Panio: The social rules around eating in public are surprisingly nuanced. I once saw somebody eating on the subway and all the passengers were revolted. Then I saw somebody on the MTA eating and everyone was cool with it. The guy had a full dinner laid out, he had a beer, everything. I thought “What’s the difference?” We’re both in a train and speeding north.
If you’re new to the country, these rules must be confusing. No one expressly tells you when you can eat, what you can eat, that certain foods are okay to eat in this place. I wonder how those rules change as new people move to the country, how they evolve in general.
Sophie: That is so interesting. I love your distinction about the MTA versus the subway. You’re absolutely right. The realm that has fascinated me recently is shopping environments. I mentioned in the book that I saw someone with her hand submerged in a snap pea crisp bag in DSW, the shoe store. I thought to myself, “But then you get the salty stuff all over the shoes.” It just seems like that one should not be allowed.
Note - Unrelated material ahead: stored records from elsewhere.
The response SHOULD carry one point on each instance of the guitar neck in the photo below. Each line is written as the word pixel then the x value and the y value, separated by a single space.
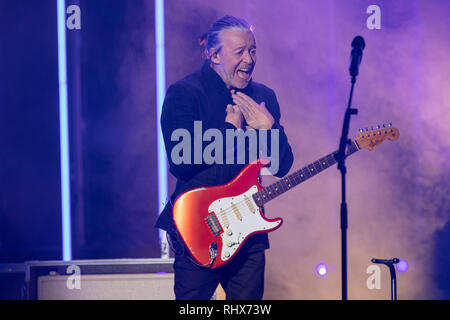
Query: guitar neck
pixel 287 183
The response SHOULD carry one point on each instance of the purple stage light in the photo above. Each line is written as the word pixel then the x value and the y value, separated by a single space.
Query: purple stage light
pixel 321 269
pixel 402 266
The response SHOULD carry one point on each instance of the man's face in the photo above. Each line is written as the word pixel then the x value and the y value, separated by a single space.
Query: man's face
pixel 236 57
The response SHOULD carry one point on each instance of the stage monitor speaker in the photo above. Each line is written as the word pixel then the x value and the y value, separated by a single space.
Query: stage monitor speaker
pixel 117 279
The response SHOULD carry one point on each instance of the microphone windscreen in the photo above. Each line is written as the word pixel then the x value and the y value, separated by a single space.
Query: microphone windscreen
pixel 358 43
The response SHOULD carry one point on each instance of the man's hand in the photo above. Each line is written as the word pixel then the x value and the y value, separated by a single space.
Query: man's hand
pixel 234 116
pixel 256 115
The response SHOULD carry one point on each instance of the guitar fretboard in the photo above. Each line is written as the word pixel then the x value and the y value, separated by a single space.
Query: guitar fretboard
pixel 287 183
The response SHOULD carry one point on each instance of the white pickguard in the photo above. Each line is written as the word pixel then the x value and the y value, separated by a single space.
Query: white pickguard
pixel 237 225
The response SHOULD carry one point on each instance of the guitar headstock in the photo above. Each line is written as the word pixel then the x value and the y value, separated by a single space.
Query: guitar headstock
pixel 371 139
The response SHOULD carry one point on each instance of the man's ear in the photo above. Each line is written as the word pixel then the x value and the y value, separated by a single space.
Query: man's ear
pixel 214 56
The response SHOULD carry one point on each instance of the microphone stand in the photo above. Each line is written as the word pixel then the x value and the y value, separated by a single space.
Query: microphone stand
pixel 340 157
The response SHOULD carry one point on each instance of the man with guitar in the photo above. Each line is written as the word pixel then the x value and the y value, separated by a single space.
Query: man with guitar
pixel 222 96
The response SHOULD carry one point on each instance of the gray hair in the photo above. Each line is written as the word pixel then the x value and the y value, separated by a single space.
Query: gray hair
pixel 211 38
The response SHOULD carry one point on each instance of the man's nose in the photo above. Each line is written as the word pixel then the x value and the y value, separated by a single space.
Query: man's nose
pixel 248 57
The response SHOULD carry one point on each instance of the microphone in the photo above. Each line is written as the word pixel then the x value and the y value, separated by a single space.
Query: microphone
pixel 358 46
pixel 383 261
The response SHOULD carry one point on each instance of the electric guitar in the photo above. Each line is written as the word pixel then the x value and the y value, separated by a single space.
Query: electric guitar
pixel 214 222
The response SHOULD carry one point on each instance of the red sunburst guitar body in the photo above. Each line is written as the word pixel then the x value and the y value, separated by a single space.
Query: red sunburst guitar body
pixel 214 222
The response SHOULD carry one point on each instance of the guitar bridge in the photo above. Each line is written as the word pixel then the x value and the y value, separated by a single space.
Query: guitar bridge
pixel 213 224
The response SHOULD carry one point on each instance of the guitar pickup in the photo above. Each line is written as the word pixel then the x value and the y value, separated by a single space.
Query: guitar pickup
pixel 213 224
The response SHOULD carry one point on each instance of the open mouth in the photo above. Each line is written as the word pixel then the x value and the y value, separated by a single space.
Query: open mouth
pixel 245 73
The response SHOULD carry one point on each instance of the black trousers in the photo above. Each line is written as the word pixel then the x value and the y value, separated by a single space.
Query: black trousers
pixel 242 278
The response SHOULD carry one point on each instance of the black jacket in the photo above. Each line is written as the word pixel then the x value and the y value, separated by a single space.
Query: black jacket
pixel 203 96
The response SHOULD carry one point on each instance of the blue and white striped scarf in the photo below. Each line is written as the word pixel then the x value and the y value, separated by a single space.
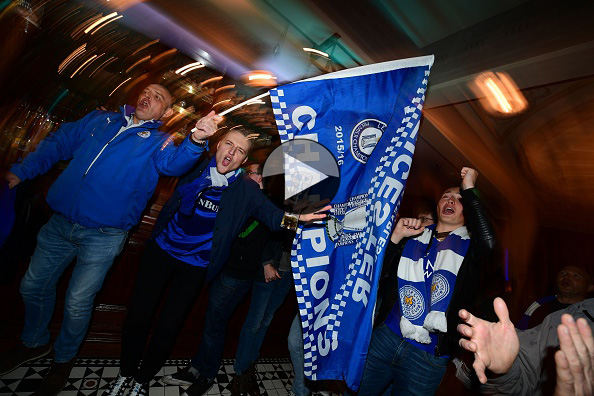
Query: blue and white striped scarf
pixel 426 278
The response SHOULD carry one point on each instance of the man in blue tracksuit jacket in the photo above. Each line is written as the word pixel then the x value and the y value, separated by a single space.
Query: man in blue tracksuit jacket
pixel 115 163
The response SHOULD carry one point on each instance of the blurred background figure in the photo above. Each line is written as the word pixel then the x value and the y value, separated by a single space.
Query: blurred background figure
pixel 573 284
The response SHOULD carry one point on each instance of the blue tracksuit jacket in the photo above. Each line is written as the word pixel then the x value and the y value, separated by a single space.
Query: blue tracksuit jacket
pixel 108 180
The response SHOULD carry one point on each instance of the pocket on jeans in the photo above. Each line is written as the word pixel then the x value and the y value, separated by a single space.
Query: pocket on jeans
pixel 112 231
pixel 435 361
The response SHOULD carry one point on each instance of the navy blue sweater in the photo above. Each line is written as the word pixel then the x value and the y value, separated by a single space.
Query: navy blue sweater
pixel 241 200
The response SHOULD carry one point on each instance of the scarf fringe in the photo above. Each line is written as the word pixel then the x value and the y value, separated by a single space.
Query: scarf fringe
pixel 414 332
pixel 436 321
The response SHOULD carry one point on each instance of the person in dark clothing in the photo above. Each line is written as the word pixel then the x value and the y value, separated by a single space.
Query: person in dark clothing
pixel 433 275
pixel 573 284
pixel 191 242
pixel 252 253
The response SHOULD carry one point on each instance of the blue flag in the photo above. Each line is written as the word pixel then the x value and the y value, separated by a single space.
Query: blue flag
pixel 368 117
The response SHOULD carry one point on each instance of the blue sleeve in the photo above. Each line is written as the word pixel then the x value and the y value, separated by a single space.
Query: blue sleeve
pixel 175 161
pixel 59 146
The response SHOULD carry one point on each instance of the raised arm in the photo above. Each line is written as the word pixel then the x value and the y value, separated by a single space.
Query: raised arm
pixel 474 212
pixel 59 146
pixel 175 161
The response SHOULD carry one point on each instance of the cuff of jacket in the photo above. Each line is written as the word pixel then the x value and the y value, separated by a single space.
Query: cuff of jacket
pixel 17 171
pixel 195 145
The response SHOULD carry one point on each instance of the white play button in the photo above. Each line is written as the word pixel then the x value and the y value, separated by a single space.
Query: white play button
pixel 299 176
pixel 309 170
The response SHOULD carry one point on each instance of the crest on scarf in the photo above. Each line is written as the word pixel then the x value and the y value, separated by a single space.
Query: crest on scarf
pixel 413 303
pixel 440 288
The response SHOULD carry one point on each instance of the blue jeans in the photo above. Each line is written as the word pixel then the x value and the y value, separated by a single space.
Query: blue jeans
pixel 392 360
pixel 296 351
pixel 58 242
pixel 224 295
pixel 266 298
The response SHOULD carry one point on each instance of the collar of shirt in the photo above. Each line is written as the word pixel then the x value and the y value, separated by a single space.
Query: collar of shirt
pixel 130 120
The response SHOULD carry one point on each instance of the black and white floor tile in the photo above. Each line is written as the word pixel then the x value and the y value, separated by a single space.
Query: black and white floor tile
pixel 90 377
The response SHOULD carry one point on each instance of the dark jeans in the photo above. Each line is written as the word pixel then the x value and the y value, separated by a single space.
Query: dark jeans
pixel 157 270
pixel 392 360
pixel 224 295
pixel 266 298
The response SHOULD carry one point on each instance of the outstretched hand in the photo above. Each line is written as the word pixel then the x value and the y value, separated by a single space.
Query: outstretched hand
pixel 12 179
pixel 406 227
pixel 469 177
pixel 575 359
pixel 206 126
pixel 270 273
pixel 495 345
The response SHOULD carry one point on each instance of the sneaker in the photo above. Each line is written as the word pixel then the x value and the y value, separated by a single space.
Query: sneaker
pixel 183 377
pixel 251 381
pixel 138 389
pixel 22 354
pixel 56 378
pixel 118 386
pixel 200 387
pixel 238 385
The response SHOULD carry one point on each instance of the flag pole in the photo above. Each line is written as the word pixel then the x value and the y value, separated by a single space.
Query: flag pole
pixel 237 106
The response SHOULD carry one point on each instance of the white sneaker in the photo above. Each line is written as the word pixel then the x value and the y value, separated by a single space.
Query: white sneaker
pixel 138 389
pixel 118 386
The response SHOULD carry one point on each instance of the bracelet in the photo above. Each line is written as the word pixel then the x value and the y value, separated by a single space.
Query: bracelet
pixel 199 143
pixel 290 221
In terms of what shapes these social food rules, you take signals and cues from the people around you. “Oh, that’s an okay thing to do.” For example, think about office environments, when did people start to eat in meetings? Has that always been a thing? I don’t think so.
Panio: That seems new.
Sophie: What started happening was administrative assistants would put a candy bowl in the center of the table, or bring cookies, snacks. The person organizing the meeting was cueing to everyone attending, we expect at some point that while trapped in this room you will consume the things that we put in front of you. If there was a meeting where there was no food and you were the only person who showed up with your food, that would be super weird.
Panio: Right. If you just sat down with a hot slice of pizza. “Hey everybody. Let’s talk about marketing.”
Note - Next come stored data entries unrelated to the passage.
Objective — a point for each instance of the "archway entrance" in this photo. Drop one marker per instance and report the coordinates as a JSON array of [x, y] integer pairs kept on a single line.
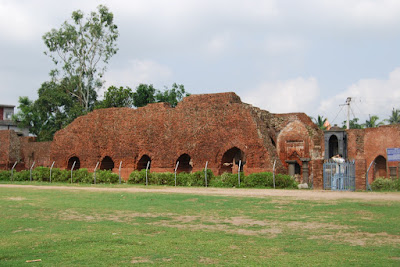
[[380, 167], [333, 146], [107, 164], [71, 163], [185, 164], [231, 158], [142, 163], [297, 168]]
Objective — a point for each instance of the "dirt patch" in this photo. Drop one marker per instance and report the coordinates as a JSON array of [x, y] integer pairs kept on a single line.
[[16, 198], [262, 193], [204, 260], [23, 230], [192, 200], [361, 238], [140, 260]]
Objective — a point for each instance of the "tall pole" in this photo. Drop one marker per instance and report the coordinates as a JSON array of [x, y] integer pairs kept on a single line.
[[348, 100], [176, 168]]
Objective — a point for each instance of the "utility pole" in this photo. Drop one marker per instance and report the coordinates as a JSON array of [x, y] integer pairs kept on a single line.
[[348, 100]]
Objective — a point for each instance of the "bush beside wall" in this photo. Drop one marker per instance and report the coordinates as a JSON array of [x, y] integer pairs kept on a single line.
[[255, 180]]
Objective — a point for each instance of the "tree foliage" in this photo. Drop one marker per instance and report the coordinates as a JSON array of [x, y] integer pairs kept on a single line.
[[353, 124], [116, 97], [320, 122], [83, 49], [394, 117], [145, 94], [53, 110], [172, 96], [372, 122]]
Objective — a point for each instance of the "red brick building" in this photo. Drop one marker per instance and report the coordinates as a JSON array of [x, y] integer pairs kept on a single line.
[[214, 128]]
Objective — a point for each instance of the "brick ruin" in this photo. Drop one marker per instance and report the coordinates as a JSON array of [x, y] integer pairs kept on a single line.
[[214, 128]]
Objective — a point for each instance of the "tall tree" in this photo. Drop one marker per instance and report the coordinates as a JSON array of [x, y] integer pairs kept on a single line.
[[53, 110], [144, 95], [173, 95], [320, 122], [372, 122], [83, 49], [395, 117], [353, 124], [116, 97]]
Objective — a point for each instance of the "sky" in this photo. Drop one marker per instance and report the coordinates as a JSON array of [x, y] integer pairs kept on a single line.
[[280, 55]]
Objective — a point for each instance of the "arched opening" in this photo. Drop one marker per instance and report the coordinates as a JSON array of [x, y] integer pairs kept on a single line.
[[142, 163], [272, 141], [297, 168], [333, 146], [107, 164], [380, 167], [185, 164], [71, 163], [231, 158]]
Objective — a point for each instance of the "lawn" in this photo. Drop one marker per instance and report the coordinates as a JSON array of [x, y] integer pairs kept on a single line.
[[75, 228]]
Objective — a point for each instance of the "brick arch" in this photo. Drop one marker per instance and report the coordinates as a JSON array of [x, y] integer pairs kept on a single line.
[[107, 163], [185, 163], [71, 160], [380, 169], [142, 163], [293, 141], [230, 159]]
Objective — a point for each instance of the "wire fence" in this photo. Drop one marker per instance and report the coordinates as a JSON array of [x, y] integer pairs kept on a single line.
[[339, 176]]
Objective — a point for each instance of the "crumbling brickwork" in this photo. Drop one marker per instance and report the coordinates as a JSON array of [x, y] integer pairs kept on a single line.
[[205, 127], [370, 144]]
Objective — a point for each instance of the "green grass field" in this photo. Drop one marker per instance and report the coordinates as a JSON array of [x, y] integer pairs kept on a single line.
[[75, 228]]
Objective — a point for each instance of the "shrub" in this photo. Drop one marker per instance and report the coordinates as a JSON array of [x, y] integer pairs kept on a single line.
[[58, 175], [41, 174], [139, 177], [22, 176], [5, 175], [164, 178], [226, 180], [106, 177], [262, 179], [285, 181], [81, 176], [383, 184]]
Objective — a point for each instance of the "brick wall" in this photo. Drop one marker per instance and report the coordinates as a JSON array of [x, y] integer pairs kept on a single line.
[[367, 144]]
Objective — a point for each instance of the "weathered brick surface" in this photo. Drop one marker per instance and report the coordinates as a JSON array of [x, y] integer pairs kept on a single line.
[[202, 126], [32, 151], [9, 149], [368, 144]]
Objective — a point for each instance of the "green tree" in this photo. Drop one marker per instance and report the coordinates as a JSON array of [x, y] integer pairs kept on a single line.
[[144, 95], [173, 95], [116, 97], [320, 121], [395, 117], [83, 49], [53, 110], [353, 124], [372, 122]]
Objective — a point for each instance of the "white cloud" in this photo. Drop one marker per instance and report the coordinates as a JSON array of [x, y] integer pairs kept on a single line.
[[139, 71], [297, 95], [280, 45], [369, 97], [16, 22]]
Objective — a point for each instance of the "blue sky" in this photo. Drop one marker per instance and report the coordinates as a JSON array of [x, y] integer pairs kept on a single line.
[[280, 55]]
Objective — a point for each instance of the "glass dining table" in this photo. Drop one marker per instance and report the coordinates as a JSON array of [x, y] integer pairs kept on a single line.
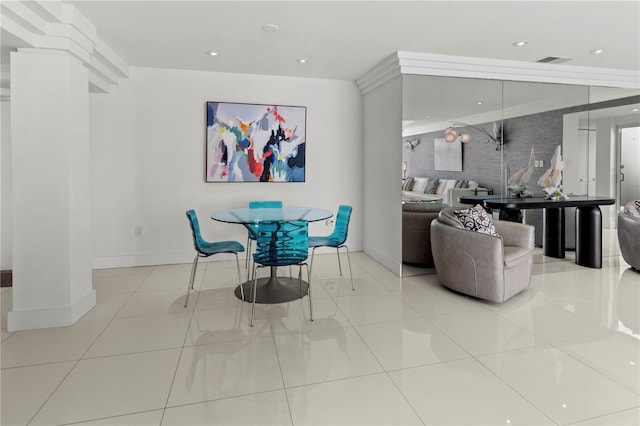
[[272, 289]]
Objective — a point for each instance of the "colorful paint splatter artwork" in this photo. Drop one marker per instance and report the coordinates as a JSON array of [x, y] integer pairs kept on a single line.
[[255, 143]]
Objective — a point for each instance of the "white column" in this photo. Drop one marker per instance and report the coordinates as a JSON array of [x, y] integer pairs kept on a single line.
[[52, 277]]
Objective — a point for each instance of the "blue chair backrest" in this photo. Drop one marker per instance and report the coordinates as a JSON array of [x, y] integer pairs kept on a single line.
[[341, 229], [265, 204], [195, 230], [282, 243]]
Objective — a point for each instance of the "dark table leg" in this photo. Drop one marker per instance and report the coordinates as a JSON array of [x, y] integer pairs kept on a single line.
[[589, 236], [553, 232], [512, 215], [273, 289]]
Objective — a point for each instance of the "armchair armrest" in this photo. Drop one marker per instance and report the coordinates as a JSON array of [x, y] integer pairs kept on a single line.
[[484, 248], [515, 234]]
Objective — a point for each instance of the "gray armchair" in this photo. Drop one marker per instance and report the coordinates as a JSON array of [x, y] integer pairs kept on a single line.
[[629, 236], [481, 265]]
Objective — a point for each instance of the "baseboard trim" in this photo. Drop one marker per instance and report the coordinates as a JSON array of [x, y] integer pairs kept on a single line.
[[49, 318]]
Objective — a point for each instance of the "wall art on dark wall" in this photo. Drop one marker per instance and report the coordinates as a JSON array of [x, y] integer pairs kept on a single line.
[[255, 143]]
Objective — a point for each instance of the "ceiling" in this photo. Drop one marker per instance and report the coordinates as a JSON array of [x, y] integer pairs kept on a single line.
[[344, 39]]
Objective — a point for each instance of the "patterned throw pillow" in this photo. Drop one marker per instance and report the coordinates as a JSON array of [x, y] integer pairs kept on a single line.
[[419, 184], [432, 186], [476, 219], [407, 184]]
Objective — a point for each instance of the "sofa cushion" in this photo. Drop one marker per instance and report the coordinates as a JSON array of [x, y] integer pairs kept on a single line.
[[445, 185], [476, 219], [514, 255]]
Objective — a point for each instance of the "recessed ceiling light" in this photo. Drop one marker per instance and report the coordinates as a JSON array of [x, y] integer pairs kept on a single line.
[[271, 28]]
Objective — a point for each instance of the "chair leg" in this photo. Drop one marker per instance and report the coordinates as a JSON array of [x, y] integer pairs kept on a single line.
[[350, 270], [239, 279], [308, 281], [313, 250], [247, 259], [190, 283], [255, 292], [339, 263]]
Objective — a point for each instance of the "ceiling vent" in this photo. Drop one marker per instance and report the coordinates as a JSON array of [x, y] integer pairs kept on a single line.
[[553, 60]]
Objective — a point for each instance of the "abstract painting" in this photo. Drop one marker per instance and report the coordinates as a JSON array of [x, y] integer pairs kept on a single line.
[[255, 143], [448, 155]]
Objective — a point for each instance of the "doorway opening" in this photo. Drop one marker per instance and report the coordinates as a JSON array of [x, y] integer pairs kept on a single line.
[[628, 166]]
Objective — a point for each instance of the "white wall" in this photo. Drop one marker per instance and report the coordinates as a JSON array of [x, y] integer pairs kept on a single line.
[[383, 174], [5, 186], [148, 145]]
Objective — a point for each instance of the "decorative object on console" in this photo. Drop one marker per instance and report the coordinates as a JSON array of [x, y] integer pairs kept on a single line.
[[255, 143], [451, 134], [551, 180], [447, 156], [517, 185], [411, 143]]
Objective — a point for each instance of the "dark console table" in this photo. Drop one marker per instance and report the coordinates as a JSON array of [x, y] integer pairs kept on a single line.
[[588, 222]]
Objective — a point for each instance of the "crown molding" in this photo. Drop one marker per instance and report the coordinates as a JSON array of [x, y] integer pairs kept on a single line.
[[415, 63], [53, 25]]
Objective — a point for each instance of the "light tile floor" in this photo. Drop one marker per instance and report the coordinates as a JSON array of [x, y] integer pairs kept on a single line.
[[396, 351]]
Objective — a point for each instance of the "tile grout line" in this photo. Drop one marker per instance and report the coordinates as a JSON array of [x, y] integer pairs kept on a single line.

Sophie: Exactly. I also think so much of it has to do with high influencers—essentially celebrities. Those high-profile media experiences really affect the culture. Beyoncé going vegan is probably really contributing to an increase in vegan-ism.
A lot of things that are normal and set as a cool or reasonable thing to do are often captured in the paparazzi-type of photo. Do you remember when Donald Trump ate a piece of pizza with a fork and knife? Everyone was like, “You just don’t do that.”
Panio: Especially in New York.
Sophie: He was in Times Square! It was shocking.